Companies write off mountains of computers and IT equipment after three years, because the taxman requires that they depreciate them over that period.That means most computers end up gathering dust in a storeroom or, more harmfully, on landfill sites, where toxic materials can seep out and contaminate the soil and groundwater.
So when Wale Arewa moved from the UK to SA in 1999, he started Xperien, a company that trades old computers, laptops, servers, network devices and other IT equipment.
"In Europe the asset recovery market had been well established for years, yet in Africa there was nothing," he says.
Arewa hired a technician to help refurbish old computers and set about buying and selling second-hand IT equipment. Now Xperien, of which he is CE, has grown from two people to 25 and turns over R15m/year. The company is trading about 12 000 computers a month. "We can't keep up with demand," he says.

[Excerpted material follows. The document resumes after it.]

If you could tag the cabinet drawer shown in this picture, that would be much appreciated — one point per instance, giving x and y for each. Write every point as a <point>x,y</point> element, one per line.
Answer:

World wide trade in second-hand IT equipment is estimated to be about R1,7 trillion; in SA it's worth about R1bn.
He attributes the growth to companies seeking to recover at least some of their IT investment - and smaller companies needing to buy IT at affordable prices.
"You have a situation where after three years, a company's IT investments are worth zero," he says. "Compare that with the return on a car, where the residual value would be about 60% after the same period."
Xperien buys computers for about 20% of their original value, refurbishes them and sells them for about 40% of their original value. "Companies can get at least a fifth of their investment back."
But convincing companies to get an asset recovery plan in place has been a challenge. Arewa says, for example, that SA's four retail banks have more than 20 000 computers worth R120m in active deployment, but only one has an end-of-life plan for its IT equipment.
"Planning tends to fall between the cracks because the accountants have written off the asset, while the IT department is focused on bringing in updated systems," he says.
In 2008, about 2m computers will come onto the SA market. At the same time about 600 000 others will reach the end of their three-year lifecycle. The biggest challenge, however, is for second-hand dealers to get hold of enough computers to meet demand. Companies such as HP and IBM ship about 400 000 computers back to Europe to encourage users to lease upgraded models locally. Only Dell allows its computers to be redistributed.
"We end up having to re-import discarded computers from Europe to meet demand locally," says Arewa.
He says only about 10% of second-hand IT is not re-useable. That then gets sold to recyclers who mine the equipment for heavy metals, such as gold and cobalt.
"It's far better than ending up on a dump somewhere."